Мать, заболевшая психически вскоре после рождения сына и умершая, когда мальчику было 11 лет, отец, желавший возвращения к нему сына от приемных родителей и не находивший отклика («К родному отцу я был равнодушен»,— пишет в «Поминальнике» сам писатель), картина его смерти («видимо, разум у него помутился») не могли не оставить след в его психике. Жизнь в условиях угрозы схождения с ума и доминирование этих переживаний непосредственно перед самоубийством, безусловно, не могли не отразиться на характере его личности и содержании психики накануне трагического шага. Однако автор настоящей монографии ограничил свою задачу попыткой на примере предсмертного произведения талантливого писателя, покончившего жизнь самоубийством, показать развитие суицидальных тенденций и динамику психической жизни непосредственно перед суицидом. В этом плане «Жизнь идиота» дает возможность рассмотрения множества феноменов, связанных с суицидальным поведением.

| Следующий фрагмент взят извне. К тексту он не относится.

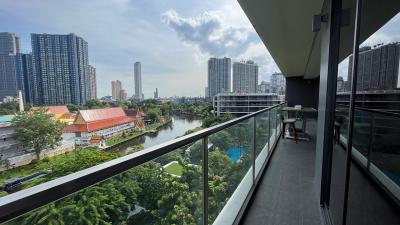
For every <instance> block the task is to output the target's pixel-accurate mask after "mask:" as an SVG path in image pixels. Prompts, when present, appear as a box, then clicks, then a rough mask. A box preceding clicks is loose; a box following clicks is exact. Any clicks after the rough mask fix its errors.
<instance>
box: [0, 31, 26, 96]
mask: <svg viewBox="0 0 400 225" xmlns="http://www.w3.org/2000/svg"><path fill="white" fill-rule="evenodd" d="M19 48H20V44H19V37H18V36H17V35H16V34H15V33H8V32H0V101H3V99H4V98H6V97H16V96H17V93H18V88H19V87H23V85H21V84H20V81H21V80H20V79H19V78H18V77H17V74H16V55H17V53H19Z"/></svg>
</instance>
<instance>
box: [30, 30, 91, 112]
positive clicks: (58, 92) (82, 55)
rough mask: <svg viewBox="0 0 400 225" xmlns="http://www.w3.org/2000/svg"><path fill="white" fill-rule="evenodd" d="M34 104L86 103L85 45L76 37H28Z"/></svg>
mask: <svg viewBox="0 0 400 225" xmlns="http://www.w3.org/2000/svg"><path fill="white" fill-rule="evenodd" d="M31 42H32V60H33V76H34V77H35V79H34V81H35V82H34V84H33V86H34V88H35V89H36V92H37V97H36V99H34V102H35V103H36V104H42V105H58V104H68V103H73V104H78V105H81V104H85V103H86V101H87V100H88V99H89V98H90V87H89V75H88V72H87V71H88V70H87V67H88V65H89V58H88V43H87V42H86V41H85V40H83V39H82V38H81V37H78V36H76V35H75V34H67V35H59V34H31Z"/></svg>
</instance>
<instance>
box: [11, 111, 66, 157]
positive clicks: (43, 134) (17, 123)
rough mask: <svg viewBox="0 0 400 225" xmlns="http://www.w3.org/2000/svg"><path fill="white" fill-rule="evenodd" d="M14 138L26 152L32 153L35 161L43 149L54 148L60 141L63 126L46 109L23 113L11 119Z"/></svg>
mask: <svg viewBox="0 0 400 225" xmlns="http://www.w3.org/2000/svg"><path fill="white" fill-rule="evenodd" d="M13 123H14V124H15V131H16V133H17V135H16V138H17V139H18V140H20V141H21V143H22V145H23V146H24V147H25V149H26V151H27V152H34V153H35V154H36V157H37V159H40V153H41V152H42V151H43V150H45V149H51V148H55V147H56V146H57V145H59V143H60V142H61V140H62V137H61V134H62V133H61V130H62V128H63V127H64V126H65V124H63V123H61V122H59V121H57V120H54V119H53V118H52V116H51V115H50V114H48V113H47V110H46V109H39V110H32V111H25V112H20V113H18V114H17V115H16V116H15V117H14V118H13Z"/></svg>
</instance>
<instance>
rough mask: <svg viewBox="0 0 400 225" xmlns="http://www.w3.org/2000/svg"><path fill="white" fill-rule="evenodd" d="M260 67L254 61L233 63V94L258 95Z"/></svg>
mask: <svg viewBox="0 0 400 225" xmlns="http://www.w3.org/2000/svg"><path fill="white" fill-rule="evenodd" d="M257 85H258V66H257V64H255V63H254V62H253V61H247V62H234V63H233V92H237V93H256V92H257Z"/></svg>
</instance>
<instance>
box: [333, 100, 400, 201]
mask: <svg viewBox="0 0 400 225" xmlns="http://www.w3.org/2000/svg"><path fill="white" fill-rule="evenodd" d="M347 113H348V107H347V106H340V107H337V113H336V119H337V120H338V121H340V122H341V131H340V133H341V135H340V139H341V142H342V143H343V144H346V143H347V139H348V137H347V127H348V114H347ZM399 137H400V114H398V113H391V112H385V111H381V110H373V109H365V108H357V107H356V109H355V111H354V132H353V149H352V156H353V158H354V159H355V160H356V161H357V162H359V164H360V165H361V166H362V167H363V168H364V169H365V170H366V171H367V173H368V174H369V175H371V176H372V177H374V178H375V179H376V180H377V181H378V182H379V183H380V184H381V185H382V186H383V187H384V189H386V190H387V191H388V192H389V193H390V194H391V196H393V197H394V198H396V199H397V200H400V165H399V163H398V162H399V158H400V144H399V141H398V138H399Z"/></svg>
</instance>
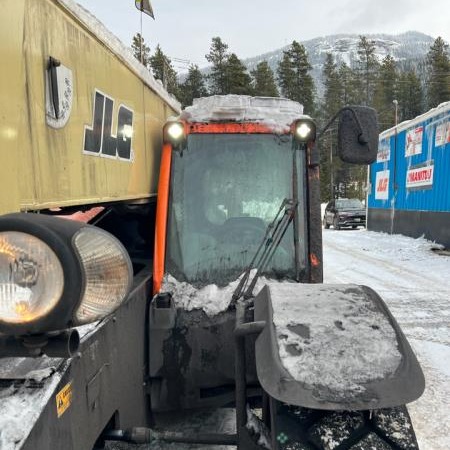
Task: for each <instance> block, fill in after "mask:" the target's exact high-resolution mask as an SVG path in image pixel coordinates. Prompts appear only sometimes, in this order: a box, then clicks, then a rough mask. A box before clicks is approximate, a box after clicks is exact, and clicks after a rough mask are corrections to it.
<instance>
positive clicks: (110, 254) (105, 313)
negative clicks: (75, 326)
mask: <svg viewBox="0 0 450 450" xmlns="http://www.w3.org/2000/svg"><path fill="white" fill-rule="evenodd" d="M73 244H74V246H75V248H76V249H77V251H78V254H79V257H80V259H81V265H82V267H83V272H84V276H85V280H86V283H85V288H84V293H83V297H82V299H81V303H80V306H79V307H78V309H77V311H76V313H75V323H76V324H77V325H81V324H84V323H88V322H93V321H95V320H98V319H101V318H102V317H104V316H106V315H108V314H110V313H111V312H112V311H114V310H115V309H116V308H117V307H118V306H119V305H120V304H121V302H122V301H123V299H124V297H125V296H126V295H127V294H128V291H129V290H130V288H131V282H132V276H133V269H132V266H131V262H130V258H129V257H128V253H127V252H126V250H125V248H124V247H123V246H122V244H121V243H120V242H119V241H118V240H117V239H116V238H115V237H114V236H112V235H111V234H109V233H106V232H105V231H103V230H101V229H99V228H95V227H84V228H82V229H81V230H80V231H79V232H78V233H77V234H76V235H75V236H74V239H73Z"/></svg>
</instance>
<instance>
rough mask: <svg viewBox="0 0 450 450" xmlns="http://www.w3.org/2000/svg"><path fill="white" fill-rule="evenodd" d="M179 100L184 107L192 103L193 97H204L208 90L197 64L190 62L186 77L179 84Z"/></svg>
mask: <svg viewBox="0 0 450 450" xmlns="http://www.w3.org/2000/svg"><path fill="white" fill-rule="evenodd" d="M179 90H180V101H181V104H182V106H183V108H185V107H186V106H190V105H192V102H193V100H194V98H199V97H205V96H206V95H208V91H207V90H206V87H205V80H204V77H203V75H202V73H201V72H200V69H199V68H198V66H197V65H195V64H191V65H190V66H189V71H188V74H187V77H186V79H185V80H184V82H183V83H181V84H180V86H179Z"/></svg>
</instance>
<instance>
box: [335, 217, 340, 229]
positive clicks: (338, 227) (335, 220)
mask: <svg viewBox="0 0 450 450" xmlns="http://www.w3.org/2000/svg"><path fill="white" fill-rule="evenodd" d="M333 227H334V229H335V230H340V229H341V227H340V226H339V220H338V218H337V217H335V218H334V220H333Z"/></svg>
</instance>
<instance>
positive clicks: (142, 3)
mask: <svg viewBox="0 0 450 450" xmlns="http://www.w3.org/2000/svg"><path fill="white" fill-rule="evenodd" d="M134 5H135V6H136V8H137V9H139V11H141V12H143V13H144V14H147V15H148V16H150V17H151V18H152V19H154V18H155V16H154V14H153V8H152V5H151V3H150V0H135V1H134Z"/></svg>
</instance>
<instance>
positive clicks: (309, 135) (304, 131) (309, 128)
mask: <svg viewBox="0 0 450 450" xmlns="http://www.w3.org/2000/svg"><path fill="white" fill-rule="evenodd" d="M311 131H312V130H311V127H310V126H309V125H308V124H307V123H302V124H300V125H299V126H298V127H297V130H296V132H297V135H298V137H299V138H301V139H307V138H308V137H309V136H310V135H311Z"/></svg>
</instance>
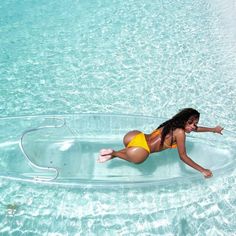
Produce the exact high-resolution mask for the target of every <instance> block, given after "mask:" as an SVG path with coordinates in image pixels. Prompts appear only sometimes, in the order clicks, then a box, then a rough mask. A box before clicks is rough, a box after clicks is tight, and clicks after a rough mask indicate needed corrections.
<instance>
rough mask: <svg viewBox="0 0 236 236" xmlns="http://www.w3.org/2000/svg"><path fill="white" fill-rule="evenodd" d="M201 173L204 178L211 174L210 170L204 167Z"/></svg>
mask: <svg viewBox="0 0 236 236" xmlns="http://www.w3.org/2000/svg"><path fill="white" fill-rule="evenodd" d="M202 174H203V175H204V177H205V178H210V177H212V176H213V174H212V172H211V171H210V170H207V169H204V170H203V171H202Z"/></svg>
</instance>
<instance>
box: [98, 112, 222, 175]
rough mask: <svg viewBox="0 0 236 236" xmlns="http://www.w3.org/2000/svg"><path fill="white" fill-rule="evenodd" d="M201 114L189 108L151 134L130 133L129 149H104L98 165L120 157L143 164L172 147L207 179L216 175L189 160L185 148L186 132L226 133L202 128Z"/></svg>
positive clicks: (134, 131) (141, 133)
mask: <svg viewBox="0 0 236 236" xmlns="http://www.w3.org/2000/svg"><path fill="white" fill-rule="evenodd" d="M199 117H200V113H199V112H198V111H197V110H195V109H192V108H185V109H183V110H181V111H180V112H179V113H177V114H176V115H175V116H174V117H172V118H171V119H169V120H167V121H165V122H164V123H162V124H161V125H160V126H159V127H158V128H157V129H155V130H154V131H153V132H152V133H150V134H144V133H142V132H140V131H138V130H134V131H130V132H128V133H127V134H126V135H125V136H124V139H123V143H124V145H125V148H124V149H122V150H120V151H115V150H112V149H102V150H101V151H100V156H99V158H98V162H100V163H102V162H105V161H108V160H110V159H112V158H114V157H119V158H121V159H124V160H126V161H130V162H133V163H137V164H138V163H142V162H143V161H145V160H146V159H147V158H148V156H149V154H150V153H154V152H160V151H163V150H165V149H168V148H177V149H178V153H179V156H180V159H181V160H182V161H183V162H184V163H186V164H187V165H189V166H191V167H192V168H194V169H196V170H198V171H200V172H201V173H202V174H203V175H204V176H205V177H206V178H207V177H211V176H212V172H211V171H210V170H208V169H205V168H203V167H202V166H200V165H198V164H197V163H196V162H194V161H193V160H192V159H191V158H189V157H188V155H187V153H186V148H185V138H186V134H185V133H190V132H192V131H195V132H213V133H218V134H222V133H221V132H222V130H223V128H222V127H220V126H216V127H214V128H208V127H198V126H197V124H198V121H199Z"/></svg>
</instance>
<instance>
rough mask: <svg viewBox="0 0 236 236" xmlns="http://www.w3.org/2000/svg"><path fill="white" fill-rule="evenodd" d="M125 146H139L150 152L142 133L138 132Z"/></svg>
mask: <svg viewBox="0 0 236 236" xmlns="http://www.w3.org/2000/svg"><path fill="white" fill-rule="evenodd" d="M127 147H141V148H144V149H145V150H146V151H147V152H148V153H150V148H149V146H148V144H147V140H146V139H145V135H144V133H139V134H137V135H136V136H134V138H133V139H132V140H131V141H130V142H129V143H128V145H127Z"/></svg>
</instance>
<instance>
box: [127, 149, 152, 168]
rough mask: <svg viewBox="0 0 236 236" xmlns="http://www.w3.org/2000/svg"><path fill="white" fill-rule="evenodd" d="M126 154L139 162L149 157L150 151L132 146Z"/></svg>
mask: <svg viewBox="0 0 236 236" xmlns="http://www.w3.org/2000/svg"><path fill="white" fill-rule="evenodd" d="M126 155H127V156H128V157H129V160H130V161H131V162H133V163H136V164H139V163H142V162H144V161H145V160H146V159H147V158H148V156H149V152H148V151H147V150H145V149H144V148H141V147H130V148H127V151H126Z"/></svg>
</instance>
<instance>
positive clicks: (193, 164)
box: [176, 129, 212, 178]
mask: <svg viewBox="0 0 236 236" xmlns="http://www.w3.org/2000/svg"><path fill="white" fill-rule="evenodd" d="M185 138H186V135H185V132H184V130H181V129H179V130H178V132H177V133H176V142H177V147H178V152H179V157H180V159H181V160H182V161H183V162H184V163H185V164H187V165H189V166H191V167H192V168H194V169H195V170H198V171H200V172H201V173H202V174H203V175H204V177H206V178H209V177H211V176H212V172H211V171H210V170H208V169H205V168H203V167H202V166H200V165H198V164H197V163H196V162H194V161H193V160H192V159H191V158H190V157H188V155H187V153H186V148H185Z"/></svg>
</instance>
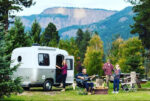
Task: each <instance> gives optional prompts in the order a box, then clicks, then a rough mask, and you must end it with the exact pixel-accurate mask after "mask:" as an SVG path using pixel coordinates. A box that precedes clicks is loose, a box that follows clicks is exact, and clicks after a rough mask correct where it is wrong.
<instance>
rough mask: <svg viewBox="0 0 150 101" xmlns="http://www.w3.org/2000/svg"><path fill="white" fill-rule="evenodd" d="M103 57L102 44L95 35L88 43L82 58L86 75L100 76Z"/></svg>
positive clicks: (100, 41)
mask: <svg viewBox="0 0 150 101" xmlns="http://www.w3.org/2000/svg"><path fill="white" fill-rule="evenodd" d="M103 55H104V51H103V42H102V40H101V39H100V37H99V36H98V35H96V34H95V35H94V36H93V37H92V38H91V40H90V41H89V45H88V47H87V50H86V54H85V58H84V66H85V68H87V73H88V74H89V75H93V74H99V75H102V73H103V70H102V65H103V62H102V60H103Z"/></svg>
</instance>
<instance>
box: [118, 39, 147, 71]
mask: <svg viewBox="0 0 150 101" xmlns="http://www.w3.org/2000/svg"><path fill="white" fill-rule="evenodd" d="M119 54H120V55H119V56H120V58H118V63H119V64H120V67H121V69H122V72H128V73H129V72H131V71H135V72H137V73H140V74H143V73H144V66H143V63H144V57H143V54H144V47H143V45H142V41H141V40H139V38H138V37H133V38H130V39H128V40H126V41H124V42H123V43H122V44H121V46H120V50H119Z"/></svg>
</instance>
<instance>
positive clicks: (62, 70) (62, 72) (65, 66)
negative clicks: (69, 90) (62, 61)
mask: <svg viewBox="0 0 150 101" xmlns="http://www.w3.org/2000/svg"><path fill="white" fill-rule="evenodd" d="M62 65H63V67H59V66H57V65H56V67H57V68H58V69H61V70H62V75H61V80H62V83H63V89H62V91H65V88H66V77H67V63H66V60H63V62H62Z"/></svg>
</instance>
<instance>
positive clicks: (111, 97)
mask: <svg viewBox="0 0 150 101" xmlns="http://www.w3.org/2000/svg"><path fill="white" fill-rule="evenodd" d="M142 87H144V88H148V87H149V88H150V82H148V83H147V84H143V85H142ZM60 90H61V89H58V88H53V91H49V92H44V91H43V90H42V88H32V89H31V91H25V92H24V93H23V94H21V95H12V96H11V97H9V98H7V97H6V98H5V99H4V100H8V101H13V100H21V101H29V100H30V101H39V100H40V101H44V100H52V101H53V100H69V101H70V100H75V101H77V100H81V101H83V100H107V101H108V100H109V101H110V100H111V101H116V100H125V101H127V100H136V101H137V100H138V101H143V100H149V101H150V91H136V92H124V91H122V90H120V92H119V94H112V84H111V88H110V89H109V92H108V95H79V94H78V90H72V88H71V87H67V91H66V92H60Z"/></svg>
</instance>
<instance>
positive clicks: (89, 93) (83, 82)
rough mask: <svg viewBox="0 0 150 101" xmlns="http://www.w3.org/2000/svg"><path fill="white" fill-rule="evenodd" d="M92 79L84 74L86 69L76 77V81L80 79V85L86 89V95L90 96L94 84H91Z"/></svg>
mask: <svg viewBox="0 0 150 101" xmlns="http://www.w3.org/2000/svg"><path fill="white" fill-rule="evenodd" d="M93 78H94V76H93V77H91V78H90V77H89V76H88V75H87V74H86V69H85V68H83V69H82V73H79V74H78V75H77V79H81V81H82V84H83V85H84V87H85V88H86V90H87V92H88V95H91V94H92V92H93V87H94V83H93V82H91V79H93Z"/></svg>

Выше уже рассматривались ангедония (общая окрашенность психических актов непосредственно перед возникновением суицидального поведения), появление темы смерти в содержании психики человека и антивитальных переживаний в виде потери «интереса к жизни», ясно осознаваемой самим будущим суицидентом. По существу, в этих переживаниях уже обнаруживаются отчетливые составляющие так называемого пресуицидального синдрома, выделенного австрийским суи-цидологом Рингелем (Ringel E., 1953). В этот синдром, наряду с фантазиями на тему смерти, входят также выявляющиеся непосредственно перед суицидом резкое снижение внешней активности и обращенность агрессии внутрь, существенное уменьшение, ограничение ранее существовавших контактов, приводящее в отдельных случаях к изоляции.
ГЛАВА 4
Безусловная значимость таких предикторов суицида, как характер психической активности (смена интер- на интрапсихическую направленность переживаний), никак не может умалять значения характера психической жизни, связанной с появлением непосредственной суицидальной идеации.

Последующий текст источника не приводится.